For most businessmen, as well as towns, these three fires would have spelled the end to business and to the town, but not to Dodge City. This town would not give up easily--nor would its businessmen for that matter. In fact, one such man was Robert Wright (whose business burned in the second fire). He contracted to have a structure built right next to the old one while the first was still burning! This type of spirit is what kept Dodge City from folding up like so many other towns had.

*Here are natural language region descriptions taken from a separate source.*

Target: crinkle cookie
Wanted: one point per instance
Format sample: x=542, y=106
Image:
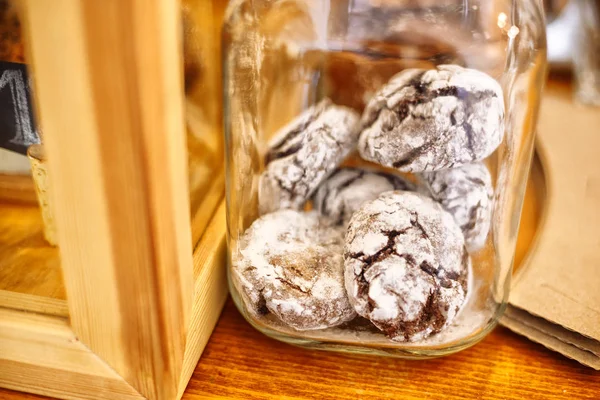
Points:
x=348, y=188
x=290, y=263
x=466, y=193
x=427, y=120
x=303, y=153
x=406, y=265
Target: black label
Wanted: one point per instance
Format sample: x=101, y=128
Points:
x=17, y=124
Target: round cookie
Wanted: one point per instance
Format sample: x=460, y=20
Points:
x=290, y=263
x=427, y=120
x=348, y=188
x=406, y=265
x=303, y=153
x=466, y=193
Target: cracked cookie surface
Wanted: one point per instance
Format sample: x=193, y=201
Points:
x=427, y=120
x=466, y=193
x=346, y=189
x=406, y=266
x=290, y=263
x=303, y=153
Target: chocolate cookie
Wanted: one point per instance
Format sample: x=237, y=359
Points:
x=303, y=153
x=466, y=193
x=348, y=188
x=290, y=263
x=406, y=265
x=431, y=120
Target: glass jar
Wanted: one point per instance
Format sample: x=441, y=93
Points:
x=377, y=153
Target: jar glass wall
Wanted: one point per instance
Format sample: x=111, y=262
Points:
x=376, y=156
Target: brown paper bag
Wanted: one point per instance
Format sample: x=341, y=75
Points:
x=555, y=297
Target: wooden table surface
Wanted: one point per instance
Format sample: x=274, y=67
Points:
x=241, y=363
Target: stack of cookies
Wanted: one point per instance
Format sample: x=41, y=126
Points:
x=389, y=244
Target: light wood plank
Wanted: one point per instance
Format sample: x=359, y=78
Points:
x=210, y=292
x=113, y=123
x=28, y=264
x=41, y=354
x=33, y=303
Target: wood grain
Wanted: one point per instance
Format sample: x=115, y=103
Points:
x=210, y=292
x=241, y=363
x=114, y=134
x=40, y=353
x=28, y=264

It was also this spirit that helped the 1887 R.M. Wright Hose Team establish a world record at the Annual Fireman's Tournament in Denver, Colorado. Each team consisted of a fifteen-man crew, eleven of which were tied to the hose cart, much like a dog to a dog sled. They ran 450 feet, two members who pulled 100' of hose off and hooked it up to a hydrant while the remaining two members shot a stream of water a minimum of 20'. This was completed without a hitch in 314/5 seconds. For this win and the record, which still stands today, the men received $800.00 and a silver Fireman's trumpet, which was donated to Boot Hill.